Global Daily – Is there a way out of the political deadlock in Italy?

by: Aline Schuiling , Bill Diviney

Euro Politics: PD split could be key to government formation – More than a week after the Italian elections, statements by political leaders suggest that a situation of deadlock is ensuing. Statements to the press by the leaders of the two main winners of the elections the Five Star Movement (M5S, which became the biggest single party) and the Lega Nord (LN, which became the biggest party within the centre-right coalition) suggest that the M5S would favour to be in a government with the centre-left Democratic Party (PD). Also reports to the press suggest, that there is also support within the ranks of the PD to teaming up with M5S. A combination of the two populists parties M5S and LN (which we would consider to be the most negative outcome for financial markets) seems to be unlikely at this stage. LN leader Matteo Salvini has said that his preferred government would be a centre-right minority government, while he has excluded working together with the PD. Nevertheless, reports in the press mention that parts of the LN would be willing to be in government with the PD, while in reverse part of the PD lawmakers are supportive of a government with the centre-right coalition (including LN). Meanwhile, Matteo Renzi resigned as the leader of the centre-left Democratic Party (PD) and his successor Maurizio Martina has fiercely stated that his party will not enter a coalition government but will join the opposition. We think that there is a significant possibility of a PD split, which could see parts of the party support a new coalition government.

Looking at all the options and comments that were made until now, we think that the largest probability is currently for a centre-left combination of M5S and (parts of) the PD and other smaller centre-left parties, or a broad coalition of right and left, which would amount to a technocrat government with a very narrow policy agenda and perhaps for a short time period. On 23 March, the new parliament will start and presidents of both houses will be elected. Subsequently, president Mattarella will give parties the initiative to try and form coalitions. (Aline Schuiling)

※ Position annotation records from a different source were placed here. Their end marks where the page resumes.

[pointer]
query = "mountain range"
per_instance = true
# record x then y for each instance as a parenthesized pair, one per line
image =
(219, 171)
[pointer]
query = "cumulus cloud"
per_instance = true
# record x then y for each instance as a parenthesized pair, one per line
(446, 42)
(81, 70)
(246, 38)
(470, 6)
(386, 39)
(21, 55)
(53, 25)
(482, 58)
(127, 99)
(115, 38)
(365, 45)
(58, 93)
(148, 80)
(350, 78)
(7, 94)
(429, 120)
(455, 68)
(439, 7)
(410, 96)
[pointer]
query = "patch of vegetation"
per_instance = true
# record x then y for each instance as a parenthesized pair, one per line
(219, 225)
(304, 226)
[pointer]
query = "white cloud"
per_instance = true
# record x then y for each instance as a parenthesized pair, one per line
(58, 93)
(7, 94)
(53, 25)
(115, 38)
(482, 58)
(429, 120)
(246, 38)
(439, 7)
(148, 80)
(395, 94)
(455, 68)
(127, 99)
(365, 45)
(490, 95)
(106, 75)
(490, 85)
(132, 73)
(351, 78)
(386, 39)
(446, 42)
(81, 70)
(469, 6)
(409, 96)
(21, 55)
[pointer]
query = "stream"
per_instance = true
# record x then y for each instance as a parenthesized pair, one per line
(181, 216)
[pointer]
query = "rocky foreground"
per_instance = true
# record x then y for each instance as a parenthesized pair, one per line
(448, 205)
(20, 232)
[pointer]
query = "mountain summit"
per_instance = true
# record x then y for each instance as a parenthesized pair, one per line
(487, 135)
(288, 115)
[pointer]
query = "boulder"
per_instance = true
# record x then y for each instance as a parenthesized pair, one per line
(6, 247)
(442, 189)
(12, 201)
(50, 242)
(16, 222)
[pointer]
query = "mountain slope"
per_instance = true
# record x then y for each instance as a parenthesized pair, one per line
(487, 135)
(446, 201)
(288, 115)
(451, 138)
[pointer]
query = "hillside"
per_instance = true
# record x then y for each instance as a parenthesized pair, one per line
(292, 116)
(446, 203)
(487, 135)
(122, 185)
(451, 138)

US Macro: Strength in core goods inflation unlikely to alarm the Fed – February core CPI inflation was in line with expectations at 0.2% mom, or 1.8% yoy. The drivers were very similar to the January print, with further strength in apparel and car insurance offset by weaker services inflation. While the continued strength in apparel came as surprise, the fact that import price growth in this category remains contained despite dollar weakness suggests it is more likely to be an unwind of the weakness we saw in late 2017 than a new uptrend. Motor vehicle insurance also rose strongly again, likely on the back of the considerable hurricane damage to cars late last year. However, shelter inflation, which makes up 42% of the core CPI basket, continued the cooling trend it has been on over the past year, dropping to 3.1% yoy – the lowest since August 2015. Medical and other services categories also weakened, suggesting the impact of the tight labour market on inflation remains remarkably muted. All told, the Fed is likely to draw comfort from the fact that inflation is moving back towards its target, but the continued subdued trend in services inflation – combined with the ‘goldilocks’ payrolls report we got last Friday – suggests we remain some distance from an overheating scenario. (Bill Diviney)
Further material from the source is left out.